Winning means digging deep into the facts before the case is filed, pressing the defense to turn over the evidence, crafting unanswerable deposition questions, revising your briefs until they are perfect, and obsessively preparing for trial. Winning also requires confidence and execution, but there are many lawyers who can do that. What sets Jeb and our firm apart is what nobody ever sees. It’s the unglamorous grunt work.
It’s reviewing hundreds of thousands of documents to find the one smoking gun. It’s the little things that we do over the months and years that a case is pending. As Jeb’s father has long said, you build a case like you build a house – one brick at a time. It’s not about flash and glory. Jeb likes being a lawyer. That isn’t true of all lawyers – there are many who would rather be doing something else. But you can’t work as hard as Jeb does or build a firm like this one unless you like what you’re doing. Jeb likes helping people. He likes the intellectual challenges that practicing law brings. But if you ask him, he’ll usually admit that even more than that, he likes beating adversaries who deserve to be beaten and winning cases that bring about change. Jeb says that he has been lucky to work on several cases that have made systemic changes. He was part of the trial team that won a $150,000,000 verdict in a product liability case after Chrysler put the gas tanks in certain Jeeps right next to the rear bumper – which no manufacturer does anymore. He handled a police chase case that resulted in policy changes to better protect innocent lives. He has worked on cases involving a hospital chain that regularly falsified its medical records to get more money from Medicare and he won a $500,000 verdict on behalf of a woman who had been sexually abused by her pastor for nearly a decade and whom the pastor had publicly accused of lying. Other case results that can be publicly disclosed include a $3,973,260 settlement after a boating accident and a $1,250,000 settlement in a pedestrian case. Cases like that can make a difference not only for our clients, but for others who walk in similar shoes. Jeb has been working hard since he entered this profession. At the University of Georgia School of Law he graduated in the top 10% of his class, published on the Law Review, and argued in the National Moot Court competition. He earned the Order of the Coif and the Order of the Barristers, won a trial for an indigent defendant under the Third Year Practice Act, and had summer clerkships with Bondurant Mixson & Elmore and Troutman Sanders. After law school, he clerked for the Honorable Lisa Godbey Wood in the Southern District of Georgia for a year, then went to the Clayton County District Attorney’s Office where he learned to try cases. Then he worked at his father’s firm, then called Butler Wooten & Fryhofer, for three and a half years before leaving to start his own firm.
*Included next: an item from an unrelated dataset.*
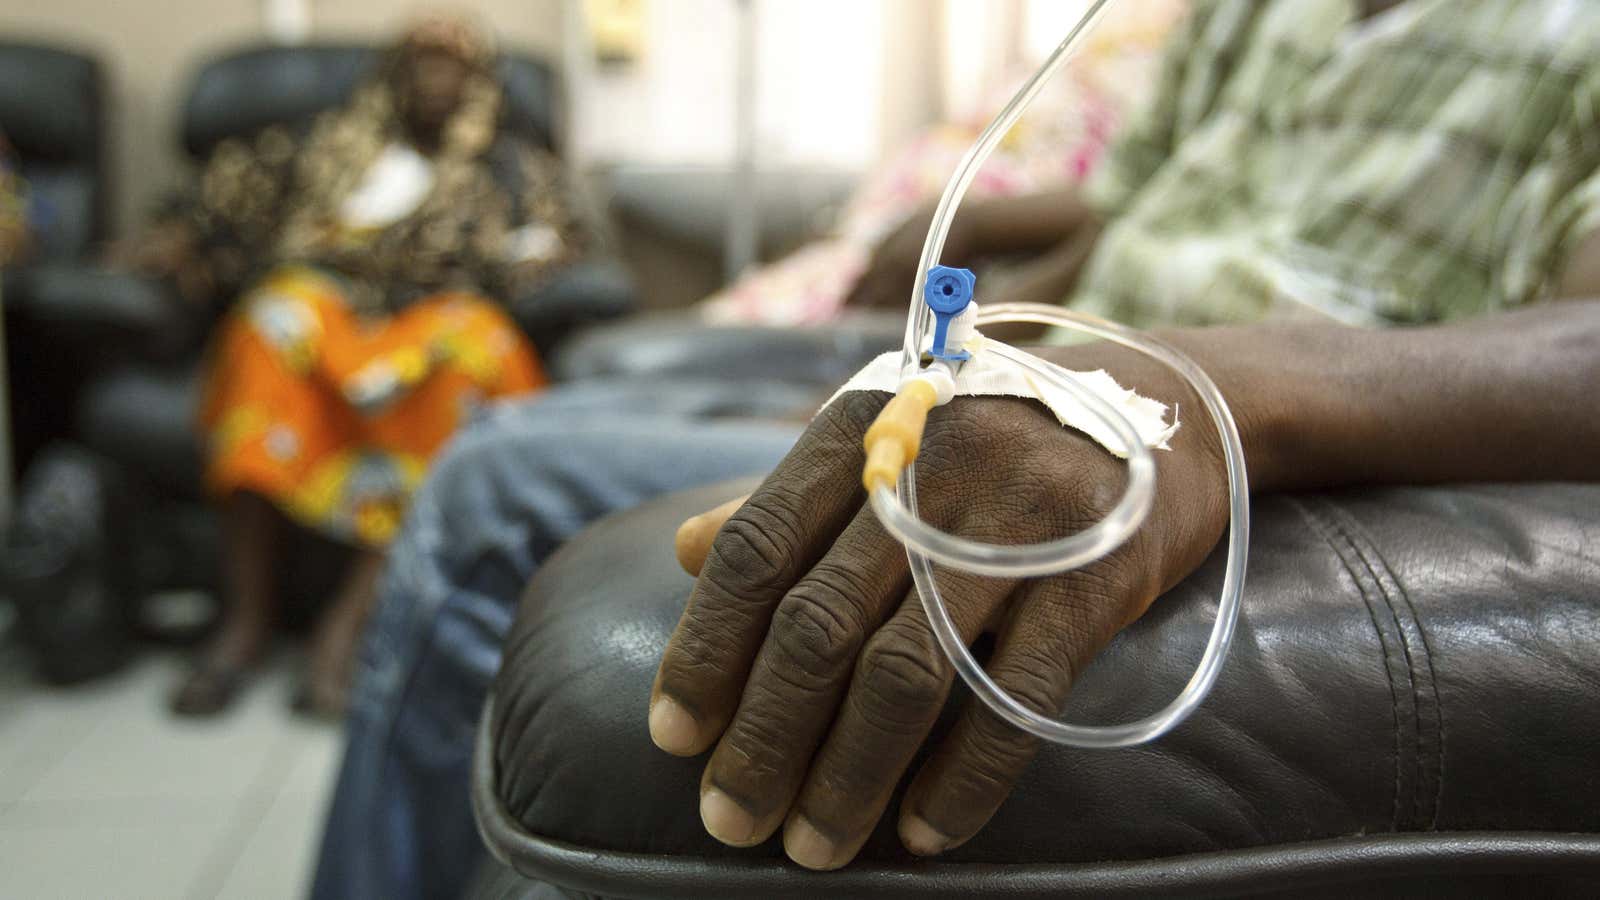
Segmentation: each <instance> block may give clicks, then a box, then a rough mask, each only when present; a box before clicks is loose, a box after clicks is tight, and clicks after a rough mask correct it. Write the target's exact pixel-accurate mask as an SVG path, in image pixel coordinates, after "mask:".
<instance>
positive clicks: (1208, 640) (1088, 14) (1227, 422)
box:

Now, Jeb works hard for this firm’s clients and, whenever possible, collaborates with other lawyers to achieve exceptional results for great people. Of course it isn’t all work. Jeb is the proud husband of Anne Wyrsch Butler and the proud father of Farrah Anne Butler (“Little Bomber”) and James Edward Butler IV (“Jim”). He would be quick to tell you that he was the primary trainer for Lou, the finest black lab in the state of Georgia, who not only retrieves tennis balls herself but has taught Farrah and Jim how to do it. Jeb likes hiking, traveling, and tending to his family’s flock of backyard chickens.
Long ago, when he had time to do it, Jeb enjoyed hunting, fishing, and flying airplanes. Jeb also claims that from 2006-2008, he was the best wiffleball pitcher in Athens, Georgia and that he can still summon sparks of former glory when called upon.